J'ai l'opuscule en version papier et le texte n'y figure pas ! Pas juste, ça !

C.-L.Desguin 05/06/2020 06:03

C'est très juste parce que prévu comme ça. Mon texte comme d'autres textes figurent dans la version numérique et pas celle papier. Eric Lamiroy l'avait expliqué. Pas grave.

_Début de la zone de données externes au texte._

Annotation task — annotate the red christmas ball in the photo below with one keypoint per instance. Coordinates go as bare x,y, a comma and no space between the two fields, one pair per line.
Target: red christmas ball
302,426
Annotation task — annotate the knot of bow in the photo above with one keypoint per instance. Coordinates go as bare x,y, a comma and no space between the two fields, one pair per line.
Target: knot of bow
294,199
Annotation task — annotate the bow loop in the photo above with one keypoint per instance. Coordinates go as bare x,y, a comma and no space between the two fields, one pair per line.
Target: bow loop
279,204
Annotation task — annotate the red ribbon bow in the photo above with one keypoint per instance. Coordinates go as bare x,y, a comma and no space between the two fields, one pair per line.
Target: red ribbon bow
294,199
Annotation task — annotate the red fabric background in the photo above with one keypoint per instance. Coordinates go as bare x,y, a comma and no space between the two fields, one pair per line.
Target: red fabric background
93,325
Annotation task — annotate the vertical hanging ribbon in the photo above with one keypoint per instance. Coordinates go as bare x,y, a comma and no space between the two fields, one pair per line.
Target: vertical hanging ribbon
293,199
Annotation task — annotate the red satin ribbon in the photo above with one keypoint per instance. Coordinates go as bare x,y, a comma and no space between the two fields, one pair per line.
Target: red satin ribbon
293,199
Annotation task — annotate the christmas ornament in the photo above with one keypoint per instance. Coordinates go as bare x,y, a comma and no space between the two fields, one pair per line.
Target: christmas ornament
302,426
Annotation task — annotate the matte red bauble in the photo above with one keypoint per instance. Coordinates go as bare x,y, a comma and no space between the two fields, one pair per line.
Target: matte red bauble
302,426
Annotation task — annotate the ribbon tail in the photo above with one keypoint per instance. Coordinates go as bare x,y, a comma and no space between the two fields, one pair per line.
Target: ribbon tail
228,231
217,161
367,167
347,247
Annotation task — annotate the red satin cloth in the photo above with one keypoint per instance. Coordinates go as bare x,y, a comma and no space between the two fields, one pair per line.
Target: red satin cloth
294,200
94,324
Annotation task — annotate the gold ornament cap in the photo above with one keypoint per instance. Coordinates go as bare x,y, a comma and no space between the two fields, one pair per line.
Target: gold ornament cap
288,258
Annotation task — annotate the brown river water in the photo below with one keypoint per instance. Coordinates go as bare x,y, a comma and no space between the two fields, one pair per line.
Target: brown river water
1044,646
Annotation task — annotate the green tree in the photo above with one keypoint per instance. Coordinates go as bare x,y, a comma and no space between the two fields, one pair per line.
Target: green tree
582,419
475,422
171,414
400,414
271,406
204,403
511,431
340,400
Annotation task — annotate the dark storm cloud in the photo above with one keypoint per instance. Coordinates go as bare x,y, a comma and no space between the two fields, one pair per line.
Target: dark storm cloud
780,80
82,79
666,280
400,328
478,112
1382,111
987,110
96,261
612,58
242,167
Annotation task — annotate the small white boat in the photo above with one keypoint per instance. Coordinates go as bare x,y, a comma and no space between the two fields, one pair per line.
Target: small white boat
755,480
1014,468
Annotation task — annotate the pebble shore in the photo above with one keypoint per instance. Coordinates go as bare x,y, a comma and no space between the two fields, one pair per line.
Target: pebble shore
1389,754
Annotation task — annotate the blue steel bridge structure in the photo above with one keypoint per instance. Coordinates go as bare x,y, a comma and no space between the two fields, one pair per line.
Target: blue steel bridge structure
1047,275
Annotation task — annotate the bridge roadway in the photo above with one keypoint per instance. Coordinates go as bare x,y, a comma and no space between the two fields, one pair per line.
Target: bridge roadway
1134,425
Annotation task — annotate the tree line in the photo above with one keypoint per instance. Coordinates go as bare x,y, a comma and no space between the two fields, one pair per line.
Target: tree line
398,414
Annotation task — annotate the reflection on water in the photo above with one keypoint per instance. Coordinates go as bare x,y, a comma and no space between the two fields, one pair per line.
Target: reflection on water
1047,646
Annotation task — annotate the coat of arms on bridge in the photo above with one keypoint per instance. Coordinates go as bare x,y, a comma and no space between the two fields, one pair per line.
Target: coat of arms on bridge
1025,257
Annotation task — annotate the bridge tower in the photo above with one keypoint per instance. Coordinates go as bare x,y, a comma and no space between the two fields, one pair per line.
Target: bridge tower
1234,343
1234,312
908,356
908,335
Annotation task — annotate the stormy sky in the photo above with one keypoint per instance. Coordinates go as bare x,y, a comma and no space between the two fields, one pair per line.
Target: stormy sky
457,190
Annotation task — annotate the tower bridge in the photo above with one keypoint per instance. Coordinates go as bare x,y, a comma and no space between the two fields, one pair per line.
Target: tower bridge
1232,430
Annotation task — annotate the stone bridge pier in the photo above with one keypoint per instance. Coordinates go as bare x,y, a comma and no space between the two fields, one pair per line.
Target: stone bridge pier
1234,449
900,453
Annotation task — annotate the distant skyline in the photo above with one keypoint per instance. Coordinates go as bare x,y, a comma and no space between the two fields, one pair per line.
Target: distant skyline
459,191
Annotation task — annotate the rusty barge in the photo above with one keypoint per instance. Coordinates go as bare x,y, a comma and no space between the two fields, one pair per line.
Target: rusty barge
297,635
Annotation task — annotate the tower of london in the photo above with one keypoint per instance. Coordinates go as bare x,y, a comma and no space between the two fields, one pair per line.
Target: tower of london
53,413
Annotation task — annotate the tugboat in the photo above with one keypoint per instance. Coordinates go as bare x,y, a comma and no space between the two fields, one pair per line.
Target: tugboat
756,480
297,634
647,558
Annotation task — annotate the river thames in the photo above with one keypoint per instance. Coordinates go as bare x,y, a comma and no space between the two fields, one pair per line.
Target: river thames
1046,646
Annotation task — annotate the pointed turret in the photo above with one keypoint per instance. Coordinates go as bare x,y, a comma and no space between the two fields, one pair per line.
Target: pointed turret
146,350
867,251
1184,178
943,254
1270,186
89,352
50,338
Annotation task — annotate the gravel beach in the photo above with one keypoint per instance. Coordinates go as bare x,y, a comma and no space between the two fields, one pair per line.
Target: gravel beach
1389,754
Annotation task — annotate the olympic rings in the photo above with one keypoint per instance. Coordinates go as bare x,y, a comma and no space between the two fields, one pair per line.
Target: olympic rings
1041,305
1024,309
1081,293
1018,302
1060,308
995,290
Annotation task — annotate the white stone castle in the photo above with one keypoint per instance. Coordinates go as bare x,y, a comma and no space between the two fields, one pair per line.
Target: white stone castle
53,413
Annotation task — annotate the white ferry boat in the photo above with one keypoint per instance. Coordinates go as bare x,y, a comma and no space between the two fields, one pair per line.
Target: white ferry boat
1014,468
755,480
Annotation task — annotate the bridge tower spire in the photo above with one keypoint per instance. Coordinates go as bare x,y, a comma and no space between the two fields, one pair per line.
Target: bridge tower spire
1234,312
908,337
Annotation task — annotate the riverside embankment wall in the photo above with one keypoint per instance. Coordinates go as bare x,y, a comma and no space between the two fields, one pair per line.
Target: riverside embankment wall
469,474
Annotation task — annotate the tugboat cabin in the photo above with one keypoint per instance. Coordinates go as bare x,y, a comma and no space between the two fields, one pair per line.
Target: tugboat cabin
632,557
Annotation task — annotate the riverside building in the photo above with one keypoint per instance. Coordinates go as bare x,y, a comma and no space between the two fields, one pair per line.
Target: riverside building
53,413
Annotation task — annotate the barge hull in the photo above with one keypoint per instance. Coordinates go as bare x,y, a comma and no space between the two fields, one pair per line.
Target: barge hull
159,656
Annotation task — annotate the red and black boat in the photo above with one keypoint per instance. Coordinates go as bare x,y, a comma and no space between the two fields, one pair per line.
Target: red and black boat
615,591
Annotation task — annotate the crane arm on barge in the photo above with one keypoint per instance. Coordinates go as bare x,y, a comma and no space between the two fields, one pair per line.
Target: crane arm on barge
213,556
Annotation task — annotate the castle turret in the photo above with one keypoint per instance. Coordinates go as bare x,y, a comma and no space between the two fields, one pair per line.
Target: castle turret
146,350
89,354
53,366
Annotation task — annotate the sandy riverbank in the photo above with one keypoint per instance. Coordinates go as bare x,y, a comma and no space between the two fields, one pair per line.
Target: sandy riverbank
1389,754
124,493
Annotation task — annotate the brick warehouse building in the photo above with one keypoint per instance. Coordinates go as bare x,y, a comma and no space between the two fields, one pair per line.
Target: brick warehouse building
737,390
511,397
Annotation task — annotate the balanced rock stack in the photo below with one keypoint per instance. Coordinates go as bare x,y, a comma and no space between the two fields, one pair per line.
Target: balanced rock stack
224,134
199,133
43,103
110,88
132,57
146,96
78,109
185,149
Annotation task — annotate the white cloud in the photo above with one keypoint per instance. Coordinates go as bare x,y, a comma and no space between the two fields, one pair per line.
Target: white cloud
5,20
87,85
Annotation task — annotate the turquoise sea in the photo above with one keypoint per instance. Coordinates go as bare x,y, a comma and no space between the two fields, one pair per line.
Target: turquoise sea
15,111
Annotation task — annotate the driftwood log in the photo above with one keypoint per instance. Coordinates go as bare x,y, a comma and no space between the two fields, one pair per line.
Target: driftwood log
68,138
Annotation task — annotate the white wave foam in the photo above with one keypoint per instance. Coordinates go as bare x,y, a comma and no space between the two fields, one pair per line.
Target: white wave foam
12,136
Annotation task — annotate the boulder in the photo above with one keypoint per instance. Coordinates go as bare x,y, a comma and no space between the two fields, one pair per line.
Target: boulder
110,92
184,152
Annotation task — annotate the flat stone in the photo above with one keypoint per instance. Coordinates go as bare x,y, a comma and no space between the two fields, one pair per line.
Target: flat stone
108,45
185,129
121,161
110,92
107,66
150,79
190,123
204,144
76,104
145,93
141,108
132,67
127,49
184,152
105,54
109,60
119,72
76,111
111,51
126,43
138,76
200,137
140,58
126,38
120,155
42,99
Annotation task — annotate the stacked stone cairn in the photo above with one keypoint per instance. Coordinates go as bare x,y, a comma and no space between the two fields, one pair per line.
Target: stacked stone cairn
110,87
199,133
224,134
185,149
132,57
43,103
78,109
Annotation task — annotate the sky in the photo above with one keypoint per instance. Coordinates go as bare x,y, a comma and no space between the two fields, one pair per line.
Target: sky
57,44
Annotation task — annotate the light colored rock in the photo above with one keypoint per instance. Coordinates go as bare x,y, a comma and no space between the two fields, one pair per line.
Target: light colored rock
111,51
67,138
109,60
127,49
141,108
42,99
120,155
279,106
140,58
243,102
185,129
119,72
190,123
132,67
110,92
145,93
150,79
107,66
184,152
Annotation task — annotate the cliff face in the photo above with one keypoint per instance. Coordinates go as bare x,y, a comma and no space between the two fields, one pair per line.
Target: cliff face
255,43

Jean-Louis Gillessen 04/06/2020 18:22

Je me demande si le commissaire va arrêter Jeff. Tu ne le dis pas à la fin. J'imagine que non, il aura pris le couple pour des doux dingues. Dommage. Passionnante en tout cas ton histoire, captivante tant qu' effrayante : tu pourrais la mettre en vente sur "Ah, ma zone" , mais la tienne, hein, avec juste des amis, comme Edmée, Christian, tant d'autres, … et moi bien entendu. Hiiiiiiiiiiiiiiiiiiiiiiiii

C.-L.Desguin 05/06/2020 06:05

On ne peut tout dire dans le texte, il faut laisser du temps aux lecteurs. Qui doivent bosser eux aussi (je plaisante).

Christian Eychloma 04/06/2020 09:30

" Objets inanimés, avez-vous donc une âme ? " :))

Ce Jeff Bezos, une allégorie des nuisances d'Amazon, j'imagine... Ceci dit, pour ce qui concerne la dévalorisation des livres, nous avons quand même la loi Lang ! :))

C.-L.Desguin 04/06/2020 10:47

Oui, bien vu, Christian.

Edmée De Xhavée 04/06/2020 09:00

Une sorte de créature de Frankenstein littéraire, en somme, mais qui au lieu de se sentir seule, si seule, perd le sourire et le peps en cherchant simplement à rester en vie. Jeff Bezos, assassin!

C.-L.Desguin 04/06/2020 10:46

Vous poussez encore le bouchon plus loin que moi, m'dame.